# How do you determine whether a linear system has one solution, many solutions, or no solution when given 2x + 3y= -6 and 3x- 4y= 25?

Oct 19, 2015

One solution only

#### Explanation:

They are both straight lines that are not parallel. As there is no defined limit to the range they are infinitely long. Thus they will cross at some as yet uncalculated point. They would only not cross if they were parallel.

To happen more than once at least one of them has to have at least one curve in it. For example you could have standard form equations of $y = a {x}^{2} + b x + c$ (quadratic which is a horse shoe shape) and the straight line of $y = m x + c$.
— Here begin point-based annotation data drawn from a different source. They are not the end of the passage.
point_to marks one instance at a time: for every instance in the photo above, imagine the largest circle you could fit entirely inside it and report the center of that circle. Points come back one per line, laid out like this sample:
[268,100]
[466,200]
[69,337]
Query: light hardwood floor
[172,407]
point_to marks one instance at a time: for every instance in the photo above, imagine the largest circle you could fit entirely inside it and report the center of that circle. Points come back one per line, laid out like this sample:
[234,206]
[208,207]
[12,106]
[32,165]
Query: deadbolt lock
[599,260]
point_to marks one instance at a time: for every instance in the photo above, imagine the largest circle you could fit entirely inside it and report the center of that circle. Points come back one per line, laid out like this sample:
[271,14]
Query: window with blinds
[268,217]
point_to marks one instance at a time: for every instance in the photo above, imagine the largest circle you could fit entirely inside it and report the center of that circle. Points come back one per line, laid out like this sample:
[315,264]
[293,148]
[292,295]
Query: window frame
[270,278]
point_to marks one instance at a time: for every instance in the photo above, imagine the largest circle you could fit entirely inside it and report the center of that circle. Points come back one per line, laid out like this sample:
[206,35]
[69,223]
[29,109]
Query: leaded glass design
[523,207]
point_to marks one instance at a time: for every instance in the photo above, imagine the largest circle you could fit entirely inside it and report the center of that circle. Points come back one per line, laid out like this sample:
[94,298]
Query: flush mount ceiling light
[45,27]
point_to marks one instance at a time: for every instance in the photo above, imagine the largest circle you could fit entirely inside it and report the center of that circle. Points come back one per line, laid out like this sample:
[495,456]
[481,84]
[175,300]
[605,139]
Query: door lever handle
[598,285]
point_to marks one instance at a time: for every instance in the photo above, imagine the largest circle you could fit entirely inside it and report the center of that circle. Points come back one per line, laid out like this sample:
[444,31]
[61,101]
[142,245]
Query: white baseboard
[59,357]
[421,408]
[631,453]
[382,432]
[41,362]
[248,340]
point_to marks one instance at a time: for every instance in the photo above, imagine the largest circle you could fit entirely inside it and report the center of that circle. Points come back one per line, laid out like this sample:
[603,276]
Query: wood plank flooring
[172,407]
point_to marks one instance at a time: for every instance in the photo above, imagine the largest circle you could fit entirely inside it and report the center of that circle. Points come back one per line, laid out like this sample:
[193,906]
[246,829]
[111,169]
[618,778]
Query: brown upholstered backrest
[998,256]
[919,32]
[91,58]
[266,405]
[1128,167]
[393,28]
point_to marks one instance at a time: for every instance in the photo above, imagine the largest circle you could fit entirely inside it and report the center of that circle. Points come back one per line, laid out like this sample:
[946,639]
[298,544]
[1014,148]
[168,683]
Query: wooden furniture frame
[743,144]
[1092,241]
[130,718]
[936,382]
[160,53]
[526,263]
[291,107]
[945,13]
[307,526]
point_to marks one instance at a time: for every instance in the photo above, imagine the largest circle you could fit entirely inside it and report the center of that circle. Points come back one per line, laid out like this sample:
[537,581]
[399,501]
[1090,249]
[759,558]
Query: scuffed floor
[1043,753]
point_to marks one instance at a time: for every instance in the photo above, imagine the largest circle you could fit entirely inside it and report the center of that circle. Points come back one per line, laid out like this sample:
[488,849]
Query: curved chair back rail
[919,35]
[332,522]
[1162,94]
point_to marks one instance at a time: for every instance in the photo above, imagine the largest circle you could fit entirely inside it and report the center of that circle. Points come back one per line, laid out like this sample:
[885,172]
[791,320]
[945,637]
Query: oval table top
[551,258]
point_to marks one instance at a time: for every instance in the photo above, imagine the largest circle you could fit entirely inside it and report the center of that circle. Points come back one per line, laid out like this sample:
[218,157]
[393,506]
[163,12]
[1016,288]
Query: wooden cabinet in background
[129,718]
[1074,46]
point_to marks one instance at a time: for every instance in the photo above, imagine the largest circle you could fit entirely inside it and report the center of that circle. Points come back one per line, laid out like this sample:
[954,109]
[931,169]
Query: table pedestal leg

It is possible that the straight line curve (yes, it correct to call it a curve) could miss the quadratic entirely, touch it tangentially (just once) or cross it twice. It all depends on the gradients and positioning within the coordinate system.

In the context of your question, if you needed to actually find the point of intersection you would start as follows:

You would treat them as simultaneous equations and solve for each of the unknowns.

Write as:

$3 y = - 2 x - 6$.................... (1)
$4 y = 3 x - 25$.........................(2)

Giving:
$y = - \frac{2}{3} x - 2$.......................(1.1)
$y = \frac{3}{4} x - \frac{25}{4}$.........................(2.1)

You would then proceed to eliminate either y or x to find the value of the other. Once obtained simple substitution would yield the value of the other one.

However, your question does not request that you find this. Only askes how many solutions there are,so I am not going to continue.